The name "Parmigiana" does not refer to the use of Parmesan cheese in the dish, as it might be assumed. Instead, it is believed to have originated from the Sicilian dialect word "parmigiana," which means louvred wooden shutters. The term was used to describe the layering technique in which the eggplant slices are arranged in a similar way to the overlapping shutters.
Table of Contents
Recipe for Aubergine (Eggplant) Parmigiana
- 2 large aubergines
- 1 can (400g) of chopped tomatoes
- 1 onion, chopped
- 2 cloves of garlic, minced
- 1 tablespoon of olive oil
- 1 teaspoon of dried oregano
- 1 teaspoon of dried basil
- Salt and pepper to taste
- 200g of mozzarella cheese, grated
- 50g of parmesan cheese, grated
- Fresh basil leaves for garnish
- Preheat the oven to 200°C.
- Slice the aubergines into rounds, about 1cm thick.

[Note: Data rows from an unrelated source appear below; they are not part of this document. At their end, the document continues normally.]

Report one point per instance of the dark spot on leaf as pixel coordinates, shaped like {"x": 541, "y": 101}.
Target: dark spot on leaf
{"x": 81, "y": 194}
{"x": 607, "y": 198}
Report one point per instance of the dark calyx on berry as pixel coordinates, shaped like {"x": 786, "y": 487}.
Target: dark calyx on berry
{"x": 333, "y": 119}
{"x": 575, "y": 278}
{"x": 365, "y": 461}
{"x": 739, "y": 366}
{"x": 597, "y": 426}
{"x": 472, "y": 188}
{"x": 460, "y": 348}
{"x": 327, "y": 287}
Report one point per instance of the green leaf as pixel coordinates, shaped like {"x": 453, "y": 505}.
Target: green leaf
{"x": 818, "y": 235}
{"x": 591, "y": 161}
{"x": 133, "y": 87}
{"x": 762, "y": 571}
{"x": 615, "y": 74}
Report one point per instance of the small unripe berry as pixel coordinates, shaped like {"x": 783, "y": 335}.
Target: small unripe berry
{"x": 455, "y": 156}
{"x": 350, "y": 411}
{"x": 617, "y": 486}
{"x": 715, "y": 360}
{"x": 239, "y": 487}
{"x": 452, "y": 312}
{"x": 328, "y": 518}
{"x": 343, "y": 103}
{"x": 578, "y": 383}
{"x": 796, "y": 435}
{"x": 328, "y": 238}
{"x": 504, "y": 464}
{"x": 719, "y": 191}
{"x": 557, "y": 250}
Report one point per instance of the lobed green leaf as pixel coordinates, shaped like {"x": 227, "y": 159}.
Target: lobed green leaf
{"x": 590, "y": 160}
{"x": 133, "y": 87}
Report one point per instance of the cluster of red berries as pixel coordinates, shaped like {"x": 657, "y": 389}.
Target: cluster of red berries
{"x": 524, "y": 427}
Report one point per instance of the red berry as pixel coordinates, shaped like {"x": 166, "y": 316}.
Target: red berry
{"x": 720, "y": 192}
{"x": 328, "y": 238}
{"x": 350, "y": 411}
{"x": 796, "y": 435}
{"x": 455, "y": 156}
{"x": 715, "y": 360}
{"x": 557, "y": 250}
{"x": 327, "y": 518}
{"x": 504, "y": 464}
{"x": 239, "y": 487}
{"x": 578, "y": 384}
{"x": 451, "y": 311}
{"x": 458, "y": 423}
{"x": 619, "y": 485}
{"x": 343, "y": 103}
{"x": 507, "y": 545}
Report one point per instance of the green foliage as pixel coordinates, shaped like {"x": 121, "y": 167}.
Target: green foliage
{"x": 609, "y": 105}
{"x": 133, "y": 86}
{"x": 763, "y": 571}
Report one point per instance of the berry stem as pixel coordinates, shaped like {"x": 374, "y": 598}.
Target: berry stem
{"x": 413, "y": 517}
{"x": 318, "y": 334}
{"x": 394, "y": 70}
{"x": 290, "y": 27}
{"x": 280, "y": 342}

- Place the aubergine slices on a baking tray and sprinkle with salt. Let them rest for 30 minutes to remove any excess water.
- In the meantime, heat the olive oil in a pan over medium heat. Add the chopped onion and garlic and sauté for a few minutes until they become translucent.
- Add the canned tomatoes, oregano, basil, salt, and pepper. Cook for 10 minutes, stirring occasionally.
- Once the aubergine slices have rested, rinse them with water and pat them dry with a paper towel.
- In a baking dish, spread a layer of tomato sauce, followed by a layer of aubergine slices, and a layer of grated mozzarella and parmesan cheese. Repeat the layering until you run out of ingredients.
- Top the final layer with cheese and fresh basil leaves.
- Bake in the oven for 30 minutes or until the cheese is golden brown and bubbly.
- Let it rest for a few minutes before serving.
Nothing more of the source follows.